The search for the universal laws of human brain function is still on-going but progress is being made. Here we describe the novel concepts of connectome harmonics and connectomeharmonic decomposition, which can be used to characterize the brain activity associated with any mental state. We use this new frequency-specific language to describe the brain activity elicited by psilocybin and LSD and find remarkably similar effects in terms of increases in total energy and power, as well as frequency-specific energy changes and repertoire expansion. In addition, we find enhanced signatures of criticality suggesting that the brain dynamics tune toward criticality in both psychedelic elicited states. Overall, our findings provide new evidence for the remarkable ability of psychedelics to change the spatiotemporal dynamics of the human brain.
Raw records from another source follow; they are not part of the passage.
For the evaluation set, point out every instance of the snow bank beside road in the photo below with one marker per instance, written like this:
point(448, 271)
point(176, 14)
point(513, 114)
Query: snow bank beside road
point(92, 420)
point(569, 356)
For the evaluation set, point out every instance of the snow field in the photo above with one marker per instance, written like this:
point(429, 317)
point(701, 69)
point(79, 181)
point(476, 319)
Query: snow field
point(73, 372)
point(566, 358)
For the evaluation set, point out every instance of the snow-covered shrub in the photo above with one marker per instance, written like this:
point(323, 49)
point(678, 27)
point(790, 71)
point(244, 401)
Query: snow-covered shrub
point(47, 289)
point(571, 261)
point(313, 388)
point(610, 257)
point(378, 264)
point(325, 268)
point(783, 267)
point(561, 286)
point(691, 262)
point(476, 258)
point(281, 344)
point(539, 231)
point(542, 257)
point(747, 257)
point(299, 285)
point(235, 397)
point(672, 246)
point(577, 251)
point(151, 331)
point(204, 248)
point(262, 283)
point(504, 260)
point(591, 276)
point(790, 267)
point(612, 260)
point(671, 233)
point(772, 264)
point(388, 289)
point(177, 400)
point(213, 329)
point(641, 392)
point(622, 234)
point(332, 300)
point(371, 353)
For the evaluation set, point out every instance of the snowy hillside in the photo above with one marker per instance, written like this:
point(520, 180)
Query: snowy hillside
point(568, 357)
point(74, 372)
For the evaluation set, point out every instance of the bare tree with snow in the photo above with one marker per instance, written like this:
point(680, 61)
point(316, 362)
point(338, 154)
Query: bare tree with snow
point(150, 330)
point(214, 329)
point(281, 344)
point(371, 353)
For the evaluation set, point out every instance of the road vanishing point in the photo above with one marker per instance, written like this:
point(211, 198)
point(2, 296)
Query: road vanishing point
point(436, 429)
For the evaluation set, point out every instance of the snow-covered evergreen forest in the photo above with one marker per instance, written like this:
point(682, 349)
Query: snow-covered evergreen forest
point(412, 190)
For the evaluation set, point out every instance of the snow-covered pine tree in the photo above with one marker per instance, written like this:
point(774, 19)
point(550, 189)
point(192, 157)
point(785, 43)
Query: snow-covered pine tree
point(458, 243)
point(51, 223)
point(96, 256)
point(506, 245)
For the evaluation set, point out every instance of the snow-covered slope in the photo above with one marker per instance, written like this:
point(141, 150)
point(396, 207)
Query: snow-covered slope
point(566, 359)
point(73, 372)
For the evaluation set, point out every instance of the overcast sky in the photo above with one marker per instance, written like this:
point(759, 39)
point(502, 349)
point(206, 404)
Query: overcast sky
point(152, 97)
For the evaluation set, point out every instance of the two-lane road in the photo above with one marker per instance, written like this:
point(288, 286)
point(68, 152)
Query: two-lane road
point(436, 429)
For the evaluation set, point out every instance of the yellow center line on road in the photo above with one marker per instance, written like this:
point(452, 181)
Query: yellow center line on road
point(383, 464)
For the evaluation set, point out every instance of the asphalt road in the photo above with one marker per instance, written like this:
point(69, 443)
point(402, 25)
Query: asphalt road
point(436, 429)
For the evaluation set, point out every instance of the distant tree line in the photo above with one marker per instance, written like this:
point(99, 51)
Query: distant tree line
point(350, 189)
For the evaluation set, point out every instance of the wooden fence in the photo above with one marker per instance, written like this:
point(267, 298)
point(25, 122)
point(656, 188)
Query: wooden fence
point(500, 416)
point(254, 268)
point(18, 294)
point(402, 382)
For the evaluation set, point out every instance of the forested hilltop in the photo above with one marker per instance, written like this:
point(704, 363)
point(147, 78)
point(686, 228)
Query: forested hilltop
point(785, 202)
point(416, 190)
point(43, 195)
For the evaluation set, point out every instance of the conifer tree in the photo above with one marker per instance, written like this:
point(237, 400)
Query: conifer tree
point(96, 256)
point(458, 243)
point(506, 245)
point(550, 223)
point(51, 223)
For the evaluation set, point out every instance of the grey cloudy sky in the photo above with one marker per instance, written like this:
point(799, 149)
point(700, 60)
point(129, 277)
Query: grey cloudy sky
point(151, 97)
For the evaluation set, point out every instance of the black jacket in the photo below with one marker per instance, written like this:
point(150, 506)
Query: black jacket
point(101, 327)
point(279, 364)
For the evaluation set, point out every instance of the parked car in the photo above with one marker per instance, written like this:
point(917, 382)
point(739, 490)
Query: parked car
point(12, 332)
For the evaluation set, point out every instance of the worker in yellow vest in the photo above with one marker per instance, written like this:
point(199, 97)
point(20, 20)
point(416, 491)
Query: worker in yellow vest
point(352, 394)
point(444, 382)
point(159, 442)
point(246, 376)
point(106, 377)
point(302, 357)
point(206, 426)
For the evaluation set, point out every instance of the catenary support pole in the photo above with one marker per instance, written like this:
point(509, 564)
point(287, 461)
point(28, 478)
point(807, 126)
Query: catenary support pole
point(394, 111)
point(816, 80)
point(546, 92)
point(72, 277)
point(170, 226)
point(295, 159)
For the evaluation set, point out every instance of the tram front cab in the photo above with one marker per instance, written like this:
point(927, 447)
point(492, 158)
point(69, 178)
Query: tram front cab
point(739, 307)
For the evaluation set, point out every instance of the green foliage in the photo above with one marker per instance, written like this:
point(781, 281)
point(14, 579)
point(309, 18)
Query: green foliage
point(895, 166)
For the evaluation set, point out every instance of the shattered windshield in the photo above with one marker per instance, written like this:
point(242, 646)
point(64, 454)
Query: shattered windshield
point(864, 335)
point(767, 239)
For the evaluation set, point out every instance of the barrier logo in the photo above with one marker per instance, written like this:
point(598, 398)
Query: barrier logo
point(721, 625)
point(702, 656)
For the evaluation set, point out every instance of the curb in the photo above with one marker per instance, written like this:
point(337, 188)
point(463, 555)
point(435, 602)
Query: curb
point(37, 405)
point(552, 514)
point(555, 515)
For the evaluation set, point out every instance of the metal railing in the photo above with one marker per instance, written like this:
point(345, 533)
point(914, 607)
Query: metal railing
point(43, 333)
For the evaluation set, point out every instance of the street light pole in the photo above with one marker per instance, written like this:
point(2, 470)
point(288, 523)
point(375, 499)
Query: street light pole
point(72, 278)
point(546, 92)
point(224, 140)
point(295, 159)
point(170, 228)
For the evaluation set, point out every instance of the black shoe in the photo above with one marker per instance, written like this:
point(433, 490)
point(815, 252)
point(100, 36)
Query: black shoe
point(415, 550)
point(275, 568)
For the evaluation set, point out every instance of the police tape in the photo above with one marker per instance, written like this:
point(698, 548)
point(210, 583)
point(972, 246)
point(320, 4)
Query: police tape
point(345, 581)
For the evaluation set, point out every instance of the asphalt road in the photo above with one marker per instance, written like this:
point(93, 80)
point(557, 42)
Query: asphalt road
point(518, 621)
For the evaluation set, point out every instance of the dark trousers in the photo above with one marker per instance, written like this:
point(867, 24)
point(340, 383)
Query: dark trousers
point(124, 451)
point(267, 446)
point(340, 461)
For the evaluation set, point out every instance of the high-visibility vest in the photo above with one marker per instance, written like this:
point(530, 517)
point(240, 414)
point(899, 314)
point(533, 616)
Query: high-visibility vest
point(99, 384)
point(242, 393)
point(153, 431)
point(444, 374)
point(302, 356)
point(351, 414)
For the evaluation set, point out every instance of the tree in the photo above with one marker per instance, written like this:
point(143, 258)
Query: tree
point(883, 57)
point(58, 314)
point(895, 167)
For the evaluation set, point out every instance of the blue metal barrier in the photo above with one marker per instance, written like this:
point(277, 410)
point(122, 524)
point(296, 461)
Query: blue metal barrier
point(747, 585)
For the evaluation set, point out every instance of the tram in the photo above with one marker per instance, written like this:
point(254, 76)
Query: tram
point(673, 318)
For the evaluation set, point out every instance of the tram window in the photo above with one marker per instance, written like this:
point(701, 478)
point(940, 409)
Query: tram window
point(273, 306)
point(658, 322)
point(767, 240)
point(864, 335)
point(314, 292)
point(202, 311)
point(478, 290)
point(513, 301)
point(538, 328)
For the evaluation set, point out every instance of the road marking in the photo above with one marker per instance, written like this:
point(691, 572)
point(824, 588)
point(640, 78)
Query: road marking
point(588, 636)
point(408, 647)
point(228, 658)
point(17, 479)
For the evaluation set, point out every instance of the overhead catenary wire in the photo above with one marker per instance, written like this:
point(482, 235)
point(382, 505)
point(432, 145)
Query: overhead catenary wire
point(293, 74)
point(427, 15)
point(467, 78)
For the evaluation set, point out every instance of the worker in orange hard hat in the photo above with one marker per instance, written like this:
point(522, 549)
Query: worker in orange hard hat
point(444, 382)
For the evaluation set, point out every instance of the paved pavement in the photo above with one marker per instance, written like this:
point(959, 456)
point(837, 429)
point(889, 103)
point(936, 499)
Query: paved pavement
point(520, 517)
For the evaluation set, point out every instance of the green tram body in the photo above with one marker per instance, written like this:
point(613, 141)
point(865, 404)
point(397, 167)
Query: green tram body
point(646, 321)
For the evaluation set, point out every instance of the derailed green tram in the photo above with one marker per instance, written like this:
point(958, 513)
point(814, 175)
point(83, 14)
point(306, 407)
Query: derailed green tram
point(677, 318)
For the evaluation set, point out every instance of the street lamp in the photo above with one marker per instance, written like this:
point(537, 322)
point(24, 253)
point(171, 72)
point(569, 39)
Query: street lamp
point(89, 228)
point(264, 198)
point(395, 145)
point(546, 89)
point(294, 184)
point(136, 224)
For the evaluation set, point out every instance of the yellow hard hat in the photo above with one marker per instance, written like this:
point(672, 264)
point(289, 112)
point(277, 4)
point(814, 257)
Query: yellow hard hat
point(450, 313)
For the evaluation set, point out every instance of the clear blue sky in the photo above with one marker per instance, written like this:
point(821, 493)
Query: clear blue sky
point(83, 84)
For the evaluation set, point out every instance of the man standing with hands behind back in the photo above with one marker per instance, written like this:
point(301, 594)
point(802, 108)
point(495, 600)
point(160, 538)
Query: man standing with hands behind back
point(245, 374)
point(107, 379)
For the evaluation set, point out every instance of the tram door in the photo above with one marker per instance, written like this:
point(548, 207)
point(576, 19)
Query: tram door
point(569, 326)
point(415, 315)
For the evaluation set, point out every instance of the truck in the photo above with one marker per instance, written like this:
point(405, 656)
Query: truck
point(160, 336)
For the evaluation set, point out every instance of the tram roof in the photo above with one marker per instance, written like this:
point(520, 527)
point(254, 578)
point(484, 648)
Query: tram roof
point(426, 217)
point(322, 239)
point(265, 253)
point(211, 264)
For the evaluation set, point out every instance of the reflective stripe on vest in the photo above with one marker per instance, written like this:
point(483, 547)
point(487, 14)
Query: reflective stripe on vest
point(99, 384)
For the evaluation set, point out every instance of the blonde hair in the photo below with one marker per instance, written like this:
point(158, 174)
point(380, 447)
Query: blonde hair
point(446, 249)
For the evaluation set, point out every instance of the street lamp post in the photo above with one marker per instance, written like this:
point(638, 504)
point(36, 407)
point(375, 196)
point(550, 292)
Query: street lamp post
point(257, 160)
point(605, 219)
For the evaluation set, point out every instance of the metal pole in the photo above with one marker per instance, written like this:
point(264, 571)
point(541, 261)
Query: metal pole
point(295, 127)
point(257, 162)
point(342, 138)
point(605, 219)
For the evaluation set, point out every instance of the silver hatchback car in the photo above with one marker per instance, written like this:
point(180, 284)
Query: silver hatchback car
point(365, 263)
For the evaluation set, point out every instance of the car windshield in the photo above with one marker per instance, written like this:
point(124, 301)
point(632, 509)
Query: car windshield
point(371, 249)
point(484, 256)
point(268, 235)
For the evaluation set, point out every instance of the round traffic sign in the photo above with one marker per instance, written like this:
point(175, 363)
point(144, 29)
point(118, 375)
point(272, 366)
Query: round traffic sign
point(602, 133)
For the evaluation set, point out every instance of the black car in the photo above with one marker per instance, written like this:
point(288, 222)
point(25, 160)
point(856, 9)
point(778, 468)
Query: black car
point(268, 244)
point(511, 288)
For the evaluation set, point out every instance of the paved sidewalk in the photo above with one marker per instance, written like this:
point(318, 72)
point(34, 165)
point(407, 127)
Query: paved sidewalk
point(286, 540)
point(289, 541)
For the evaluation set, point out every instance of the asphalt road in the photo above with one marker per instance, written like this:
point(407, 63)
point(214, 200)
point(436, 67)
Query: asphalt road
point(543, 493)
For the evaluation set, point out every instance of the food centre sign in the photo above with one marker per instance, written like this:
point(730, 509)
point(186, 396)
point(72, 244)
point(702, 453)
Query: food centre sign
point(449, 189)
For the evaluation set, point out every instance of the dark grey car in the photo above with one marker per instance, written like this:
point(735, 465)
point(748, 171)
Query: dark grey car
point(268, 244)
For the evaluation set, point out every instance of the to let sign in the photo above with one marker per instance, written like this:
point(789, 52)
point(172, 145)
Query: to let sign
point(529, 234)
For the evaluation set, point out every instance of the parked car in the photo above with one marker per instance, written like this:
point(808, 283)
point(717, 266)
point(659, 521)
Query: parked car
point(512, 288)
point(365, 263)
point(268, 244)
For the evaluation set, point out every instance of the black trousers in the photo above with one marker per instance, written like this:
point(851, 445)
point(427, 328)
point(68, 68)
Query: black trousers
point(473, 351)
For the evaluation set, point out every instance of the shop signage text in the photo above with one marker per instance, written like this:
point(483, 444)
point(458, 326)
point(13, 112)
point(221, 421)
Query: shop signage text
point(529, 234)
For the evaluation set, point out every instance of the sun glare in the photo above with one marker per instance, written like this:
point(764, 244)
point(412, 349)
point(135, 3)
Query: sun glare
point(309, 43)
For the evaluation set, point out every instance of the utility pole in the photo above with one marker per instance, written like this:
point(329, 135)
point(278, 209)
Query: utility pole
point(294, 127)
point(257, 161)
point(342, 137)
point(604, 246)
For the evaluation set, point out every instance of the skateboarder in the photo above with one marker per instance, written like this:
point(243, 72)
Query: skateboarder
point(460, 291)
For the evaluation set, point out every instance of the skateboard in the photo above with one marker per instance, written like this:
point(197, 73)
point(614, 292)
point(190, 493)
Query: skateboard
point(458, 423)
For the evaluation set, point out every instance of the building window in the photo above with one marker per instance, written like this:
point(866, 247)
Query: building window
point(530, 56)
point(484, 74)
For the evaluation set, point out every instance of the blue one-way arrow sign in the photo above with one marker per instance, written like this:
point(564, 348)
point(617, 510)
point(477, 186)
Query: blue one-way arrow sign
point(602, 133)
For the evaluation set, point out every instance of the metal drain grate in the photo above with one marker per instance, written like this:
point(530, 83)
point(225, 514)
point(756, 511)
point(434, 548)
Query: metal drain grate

Keywords : Connectome harmonics, Brain, Psychedelics, Psilocybin, LSD
If you want to understand the secrets of the universe, think in terms of energy, frequency and vibration Attributed to Nikola Tesla Science has made spectacular progress in elucidating the fundamental laws of nature; generating elegant mathematical equations describing the detailed interactions between many of the forces governing the spatiotemporal distribution of matter and energy in the universe. Yet, one of the most exciting challenges remains, namely to understand the dynamical complexity of the human brain, and specifically how mental states arise through the complex interplay of structural and functional brain connectivity.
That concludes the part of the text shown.